We’ll begin by looking at the most basic instance based classifier known as the K-Nearest Neighbour (kNN). Here K is the number of instances used to cast the vote when labeling previously unobserved instance. To demonstrate how kNN works, we will take this example dataset:

Table 1
Attr 1 Attr 2 Attr 3 Class
0.7 10 300 A
0.14 9 120 A
1.0 12 200 B
1.12 15 300 B
0.4 7 150 A
0.6 8 600 A
1.15 15 600 B
1.12 11 400 B

The above is a dataset with four columns and eight rows. The first three columns are the data (numerical format is required for kNN), the last column is the class. For the purpose of this example it does not matter what the data represents. I created random example with a hidden pattern, which, hopefully, our kNN algorithm can recognise.

Given previously unobserved instance I={i0,…,iN,class}, we calculate the Euclidean distance between I and each known instance in the dataset as follows:

D_i= \sqrt{\sum_{k=0}^{N}(Z^{i}_{k}-I^{i}_{k})^2}

Here Z is a sequence of values of some instance i in attribute k for which a classification is given (see the dataset), and I is the unclassified instance.
For example, given I = {Attr1=12, Attr2=11, Attr3=500}, the resulting distance matrix, after normalisation, is the following:

Table 2
D Class
11.196 A
11.772 A
10.909 B
10.792 B
11.519 A
11.295 A
10.756 B
10.774 B

The distances were calculated on normalised data. That is, instead of using the original values in Table 1, where the 3rd column dominates all other values, we normalise each value according to:

\frac{Z_{k}^{i}-Min(Z_{k})}{Max(Z_{k})-Min(Z_{k})}

Again, Z is from the dataset. The instance that we need to classify is also normalised. For example, the normalised values for Table 1 are:

Table 3
Attr 1 Attr 2 Attr 3 Class
0.554 0.375 0.375 A
0 0.25 0 A
0.851 0.625 0.167 B
0.970 1 0.375 B
0.257 0 0.062 A
0.455 0.125 1 A
1 1 1 B
0.970 0.5 0.583 B

The normalised I = {11.74, 0.5, 0.792}, which was calculated with max and min from the dataset, excluding the instance we need to classify.

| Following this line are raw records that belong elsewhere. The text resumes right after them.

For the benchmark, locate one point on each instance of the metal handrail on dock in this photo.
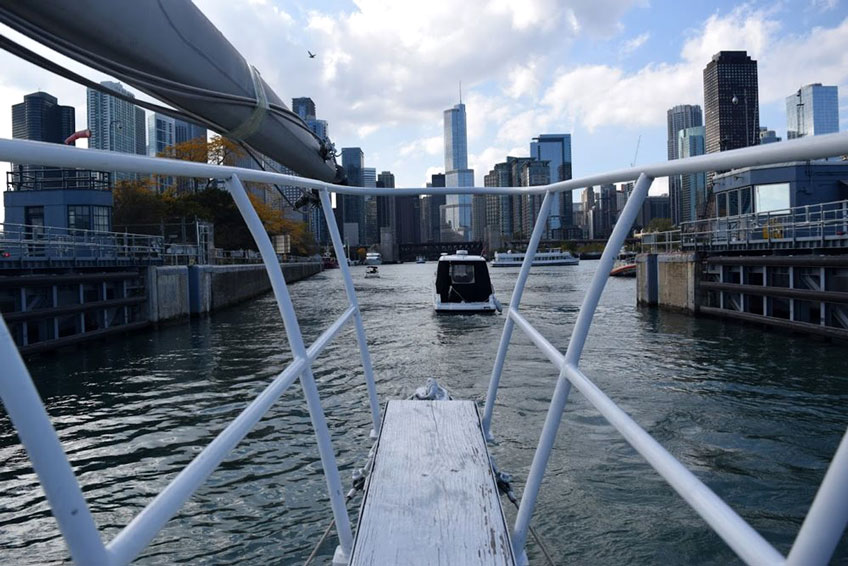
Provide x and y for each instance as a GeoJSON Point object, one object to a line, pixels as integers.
{"type": "Point", "coordinates": [814, 544]}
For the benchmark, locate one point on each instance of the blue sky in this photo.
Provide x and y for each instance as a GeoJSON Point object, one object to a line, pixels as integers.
{"type": "Point", "coordinates": [604, 71]}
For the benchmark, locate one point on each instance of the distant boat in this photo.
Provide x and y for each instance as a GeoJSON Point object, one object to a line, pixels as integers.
{"type": "Point", "coordinates": [463, 285]}
{"type": "Point", "coordinates": [372, 271]}
{"type": "Point", "coordinates": [550, 257]}
{"type": "Point", "coordinates": [625, 265]}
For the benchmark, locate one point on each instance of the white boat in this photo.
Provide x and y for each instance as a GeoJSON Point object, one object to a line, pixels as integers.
{"type": "Point", "coordinates": [463, 285]}
{"type": "Point", "coordinates": [407, 516]}
{"type": "Point", "coordinates": [373, 258]}
{"type": "Point", "coordinates": [550, 257]}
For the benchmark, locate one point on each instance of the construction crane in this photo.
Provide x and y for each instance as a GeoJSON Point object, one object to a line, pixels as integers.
{"type": "Point", "coordinates": [636, 154]}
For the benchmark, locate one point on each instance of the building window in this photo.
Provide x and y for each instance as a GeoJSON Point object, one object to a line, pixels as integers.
{"type": "Point", "coordinates": [79, 217]}
{"type": "Point", "coordinates": [101, 218]}
{"type": "Point", "coordinates": [771, 197]}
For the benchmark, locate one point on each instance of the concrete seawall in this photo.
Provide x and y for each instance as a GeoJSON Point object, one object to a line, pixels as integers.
{"type": "Point", "coordinates": [177, 292]}
{"type": "Point", "coordinates": [668, 280]}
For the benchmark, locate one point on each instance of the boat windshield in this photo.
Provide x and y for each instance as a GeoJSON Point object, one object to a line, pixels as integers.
{"type": "Point", "coordinates": [462, 273]}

Ok, now that we have calculated the distances (Table 2), we can proceed to vote on which class the instance I should belong to. To do this, we select K smallest distances and look at their corresponding classes. Let’s take K=3, then the smallest distances with votes are: 10.756 for B, 10.774 for B, and 10.792 for B. The new instance clearly belongs to class B. This is spot on, as the pattern is: Attr1<1 and Attr2<10 result in A, else B.

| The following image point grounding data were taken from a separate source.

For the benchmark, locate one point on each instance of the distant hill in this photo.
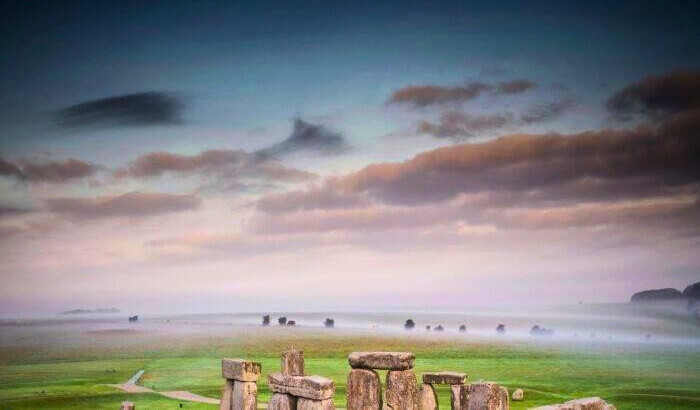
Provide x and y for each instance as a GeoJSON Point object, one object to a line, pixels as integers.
{"type": "Point", "coordinates": [91, 311]}
{"type": "Point", "coordinates": [657, 294]}
{"type": "Point", "coordinates": [690, 292]}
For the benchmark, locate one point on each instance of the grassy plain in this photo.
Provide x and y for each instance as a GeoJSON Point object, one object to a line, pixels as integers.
{"type": "Point", "coordinates": [72, 370]}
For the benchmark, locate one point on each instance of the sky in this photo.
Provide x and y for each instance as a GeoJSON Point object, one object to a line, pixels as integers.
{"type": "Point", "coordinates": [211, 156]}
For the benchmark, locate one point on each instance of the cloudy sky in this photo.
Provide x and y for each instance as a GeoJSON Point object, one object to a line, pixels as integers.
{"type": "Point", "coordinates": [230, 156]}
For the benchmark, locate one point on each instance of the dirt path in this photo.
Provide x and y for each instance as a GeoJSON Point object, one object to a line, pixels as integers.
{"type": "Point", "coordinates": [131, 387]}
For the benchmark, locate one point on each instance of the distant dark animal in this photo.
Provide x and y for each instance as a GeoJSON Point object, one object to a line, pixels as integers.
{"type": "Point", "coordinates": [541, 331]}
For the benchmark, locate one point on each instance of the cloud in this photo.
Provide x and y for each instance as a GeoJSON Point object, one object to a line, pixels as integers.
{"type": "Point", "coordinates": [546, 112]}
{"type": "Point", "coordinates": [230, 164]}
{"type": "Point", "coordinates": [458, 125]}
{"type": "Point", "coordinates": [139, 109]}
{"type": "Point", "coordinates": [643, 177]}
{"type": "Point", "coordinates": [421, 96]}
{"type": "Point", "coordinates": [658, 95]}
{"type": "Point", "coordinates": [47, 171]}
{"type": "Point", "coordinates": [453, 124]}
{"type": "Point", "coordinates": [308, 137]}
{"type": "Point", "coordinates": [132, 205]}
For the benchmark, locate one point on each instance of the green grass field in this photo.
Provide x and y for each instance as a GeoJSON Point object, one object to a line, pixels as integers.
{"type": "Point", "coordinates": [74, 376]}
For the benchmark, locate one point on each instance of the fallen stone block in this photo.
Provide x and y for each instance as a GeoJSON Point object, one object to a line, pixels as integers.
{"type": "Point", "coordinates": [427, 399]}
{"type": "Point", "coordinates": [241, 370]}
{"type": "Point", "coordinates": [401, 389]}
{"type": "Point", "coordinates": [518, 395]}
{"type": "Point", "coordinates": [588, 403]}
{"type": "Point", "coordinates": [310, 387]}
{"type": "Point", "coordinates": [459, 397]}
{"type": "Point", "coordinates": [444, 378]}
{"type": "Point", "coordinates": [293, 362]}
{"type": "Point", "coordinates": [487, 396]}
{"type": "Point", "coordinates": [364, 390]}
{"type": "Point", "coordinates": [382, 360]}
{"type": "Point", "coordinates": [226, 395]}
{"type": "Point", "coordinates": [280, 401]}
{"type": "Point", "coordinates": [245, 396]}
{"type": "Point", "coordinates": [309, 404]}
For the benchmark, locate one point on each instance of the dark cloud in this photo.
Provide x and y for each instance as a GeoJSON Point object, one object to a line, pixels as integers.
{"type": "Point", "coordinates": [453, 124]}
{"type": "Point", "coordinates": [422, 96]}
{"type": "Point", "coordinates": [308, 137]}
{"type": "Point", "coordinates": [229, 164]}
{"type": "Point", "coordinates": [546, 112]}
{"type": "Point", "coordinates": [139, 109]}
{"type": "Point", "coordinates": [131, 205]}
{"type": "Point", "coordinates": [658, 95]}
{"type": "Point", "coordinates": [47, 171]}
{"type": "Point", "coordinates": [649, 174]}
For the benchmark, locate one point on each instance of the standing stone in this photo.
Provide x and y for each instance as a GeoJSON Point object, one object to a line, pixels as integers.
{"type": "Point", "coordinates": [310, 404]}
{"type": "Point", "coordinates": [239, 369]}
{"type": "Point", "coordinates": [382, 360]}
{"type": "Point", "coordinates": [427, 399]}
{"type": "Point", "coordinates": [226, 395]}
{"type": "Point", "coordinates": [487, 396]}
{"type": "Point", "coordinates": [293, 362]}
{"type": "Point", "coordinates": [460, 396]}
{"type": "Point", "coordinates": [518, 395]}
{"type": "Point", "coordinates": [401, 389]}
{"type": "Point", "coordinates": [281, 401]}
{"type": "Point", "coordinates": [364, 390]}
{"type": "Point", "coordinates": [444, 378]}
{"type": "Point", "coordinates": [245, 396]}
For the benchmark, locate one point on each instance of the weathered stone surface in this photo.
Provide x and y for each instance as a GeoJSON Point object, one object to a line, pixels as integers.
{"type": "Point", "coordinates": [280, 401]}
{"type": "Point", "coordinates": [239, 369]}
{"type": "Point", "coordinates": [427, 399]}
{"type": "Point", "coordinates": [309, 404]}
{"type": "Point", "coordinates": [459, 397]}
{"type": "Point", "coordinates": [310, 387]}
{"type": "Point", "coordinates": [444, 378]}
{"type": "Point", "coordinates": [245, 396]}
{"type": "Point", "coordinates": [226, 395]}
{"type": "Point", "coordinates": [518, 395]}
{"type": "Point", "coordinates": [293, 362]}
{"type": "Point", "coordinates": [487, 396]}
{"type": "Point", "coordinates": [588, 403]}
{"type": "Point", "coordinates": [364, 390]}
{"type": "Point", "coordinates": [382, 360]}
{"type": "Point", "coordinates": [401, 389]}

Consider another example I = {0.8, 11, 500}. For this instance, after normalisation, the top 3 distances with classes are: 0.379 for B, 0.446 for A, and 0.472 for A. The majority is A, so, the instance is classified as A.

Several modifications exist to the basic kNN algorithm. Some employ weights to improve classification, others use an even K and break ties in a weighted-fashion. Overall, it is a powerful, easy to implement classifier. If you are dealing with non-numeric data parameters, these can be quantified through some mapping from non-numeric value to numbers. Always remember to normalise your data, otherwise you are running a chance of introducing bias into the classifier.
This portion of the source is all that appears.